In just a few short months, two major health insurers have upended the health information exchange landscape as they seek to become active players in accountable care organizations while diversifying their business, analysts said.
Insurers get in IT game
Data is seen as key to the success of ACOs
Last week, Aetna announced plans to acquire Medicity, a health information exchange company in Salt Lake City for $500 million. The news came three months after Ingenix, a subsidiary of UnitedHealth Group, said it would acquire Axolotl Corp., a Medicity competitor in San Jose, Calif., for an undisclosed sum.
Medicity’s technology is used by 760 hospitals and 125,000 physicians, according to the company.
Axolotl, by comparison, reaches 200 hospitals and 30,000 physicians, according to Ingenix.
As the federal health reform law places more restrictions on how plans can spend member premiums, major insurers are seeking alternate revenue streams.
What’s more, investing in health information technology companies gives them a leg up in terms of capturing and analyzing patient information.
“The real value of health information exchanges is what you do with that data,” said Lynne Dunbrack, program director for connected health IT strategy at IDC Health Insights.
Medicity’s provider platform, combined with Aetna’s ActiveHealth Management subsidiary, which offers clinical decision support, can give providers a clearer picture of patients’ status and needs. “It’s actually a very nice complement,” Dunbrack said.
Mark Bertolini, Aetna’s CEO and president, said as much when announcing the deal. “This acquisition will enable Aetna to offer a set of convenient, easy-to-access technology solutions for physicians, hospitals and other healthcare providers,” he said in a statement.

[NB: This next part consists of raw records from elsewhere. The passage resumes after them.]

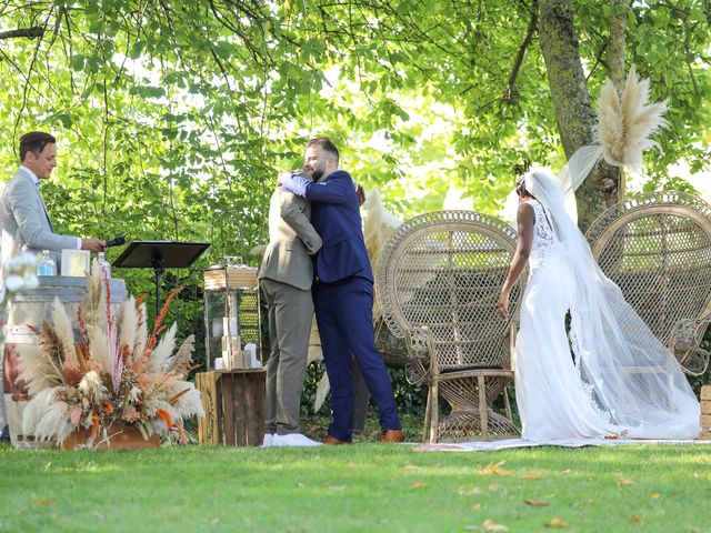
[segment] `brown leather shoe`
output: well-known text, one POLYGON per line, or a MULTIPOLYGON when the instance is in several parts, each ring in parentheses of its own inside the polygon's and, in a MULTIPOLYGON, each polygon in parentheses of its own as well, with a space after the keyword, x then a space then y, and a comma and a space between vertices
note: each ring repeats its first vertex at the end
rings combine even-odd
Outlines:
POLYGON ((404 441, 404 433, 402 430, 385 430, 382 432, 380 442, 402 442, 404 441))
POLYGON ((350 444, 350 442, 341 441, 340 439, 336 439, 334 436, 327 435, 327 438, 323 439, 323 444, 338 445, 338 444, 350 444))

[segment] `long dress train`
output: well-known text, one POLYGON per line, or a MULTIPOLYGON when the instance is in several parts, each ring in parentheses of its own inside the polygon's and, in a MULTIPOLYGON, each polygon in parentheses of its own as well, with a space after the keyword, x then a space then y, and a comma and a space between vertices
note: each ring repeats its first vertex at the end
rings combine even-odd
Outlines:
MULTIPOLYGON (((662 353, 665 349, 599 269, 590 271, 590 279, 581 276, 580 261, 571 260, 570 254, 589 253, 589 248, 580 251, 565 247, 555 230, 560 224, 551 222, 552 213, 538 200, 530 204, 535 223, 515 345, 515 398, 523 439, 600 439, 612 433, 694 438, 700 429, 699 403, 675 360, 669 379, 653 373, 642 378, 625 375, 624 366, 632 359, 652 363, 639 354, 639 346, 628 342, 621 329, 635 328, 633 333, 643 339, 641 345, 652 346, 651 352, 662 353), (585 284, 589 286, 581 286, 585 284), (594 292, 595 284, 604 298, 594 292), (605 298, 611 298, 612 303, 608 304, 605 298), (580 309, 581 303, 590 306, 590 302, 594 309, 580 309), (575 360, 565 331, 569 311, 573 314, 575 360), (625 323, 619 324, 615 319, 624 319, 625 323), (595 328, 602 321, 607 321, 605 328, 595 328), (648 401, 644 396, 651 391, 669 401, 648 401)), ((579 243, 578 238, 575 242, 579 243)), ((673 359, 668 351, 663 356, 673 359)), ((660 364, 658 370, 668 369, 660 364)))

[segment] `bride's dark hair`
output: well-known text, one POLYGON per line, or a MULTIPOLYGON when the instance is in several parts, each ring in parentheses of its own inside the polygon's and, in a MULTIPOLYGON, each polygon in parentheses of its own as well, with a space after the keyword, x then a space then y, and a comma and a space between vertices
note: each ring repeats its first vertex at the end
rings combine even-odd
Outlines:
POLYGON ((515 193, 519 197, 530 197, 531 193, 525 189, 525 174, 519 175, 515 180, 515 193))
POLYGON ((531 168, 530 161, 524 161, 521 164, 515 164, 513 170, 515 171, 515 193, 519 197, 530 197, 531 193, 525 189, 525 174, 531 168))

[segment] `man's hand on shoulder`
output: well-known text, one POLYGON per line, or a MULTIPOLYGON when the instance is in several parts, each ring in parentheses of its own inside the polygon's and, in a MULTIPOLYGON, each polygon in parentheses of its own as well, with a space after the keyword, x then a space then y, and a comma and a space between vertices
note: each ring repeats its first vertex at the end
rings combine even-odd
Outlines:
POLYGON ((291 173, 281 174, 279 180, 281 181, 282 191, 291 192, 292 194, 303 198, 307 195, 307 185, 311 183, 311 180, 300 174, 291 173))
POLYGON ((356 194, 358 194, 358 205, 365 203, 365 189, 360 183, 356 183, 356 194))
POLYGON ((90 252, 103 252, 107 249, 107 241, 100 239, 82 239, 81 249, 90 252))

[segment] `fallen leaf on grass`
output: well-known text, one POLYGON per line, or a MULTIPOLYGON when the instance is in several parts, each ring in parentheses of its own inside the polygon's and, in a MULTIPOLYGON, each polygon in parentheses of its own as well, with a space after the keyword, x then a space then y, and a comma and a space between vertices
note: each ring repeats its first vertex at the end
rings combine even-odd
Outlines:
POLYGON ((527 472, 524 474, 519 475, 519 480, 540 480, 542 477, 540 472, 527 472))
POLYGON ((523 503, 531 505, 532 507, 544 507, 548 505, 548 502, 544 502, 543 500, 523 500, 523 503))
POLYGON ((499 461, 498 463, 488 464, 487 466, 478 465, 479 473, 483 475, 509 475, 511 474, 510 470, 503 467, 507 464, 505 461, 499 461))
POLYGON ((481 489, 478 486, 472 486, 471 489, 467 486, 459 487, 460 496, 475 496, 477 494, 481 494, 481 489))
POLYGON ((545 523, 547 527, 565 527, 568 524, 565 523, 564 520, 561 519, 552 519, 550 522, 545 523))
POLYGON ((479 531, 509 531, 505 525, 499 524, 491 519, 484 520, 481 525, 474 527, 479 531))

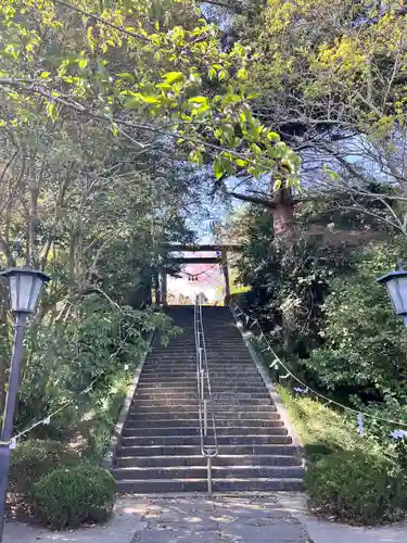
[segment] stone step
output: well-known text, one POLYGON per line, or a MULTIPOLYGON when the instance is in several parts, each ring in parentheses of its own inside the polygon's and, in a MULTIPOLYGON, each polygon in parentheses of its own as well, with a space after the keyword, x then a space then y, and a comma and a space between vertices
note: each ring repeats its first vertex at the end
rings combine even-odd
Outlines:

Analytics are expected to play an increasingly important role in healthcare. The American Recovery and Reinvestment Act of 2009 allocated $783 million in funding for health information exchanges, and $36.5 billion in incentives to hospitals and physicians to adopt interoperable electronic medical records.
The Patient Protection and Affordable Care Act, along with subsequent CMS actions, are supporting alternative payment models. The formation of accountable care organizations and patient-centered medical homes, for instance, means insurers will be seeking ways to get a foothold into these mostly provider-led initiatives.
“One of the key components of ACOs is the notion of being able to better coordinate care,” Dunbrack said.
“In order to do that, you have to have underlying information that allows you to see what’s happening across the continuum of care,” she said.
How do providers feel about having so much data in the hands of insurers? “I think it can only bring bigger and better things,” said Beth Fredette, chief information officer for Dayton (Ohio) Children’s Medical Center. Dayton Children’s just last week signed with Medicity to power its health information exchange between the hospital, physicians and community partners.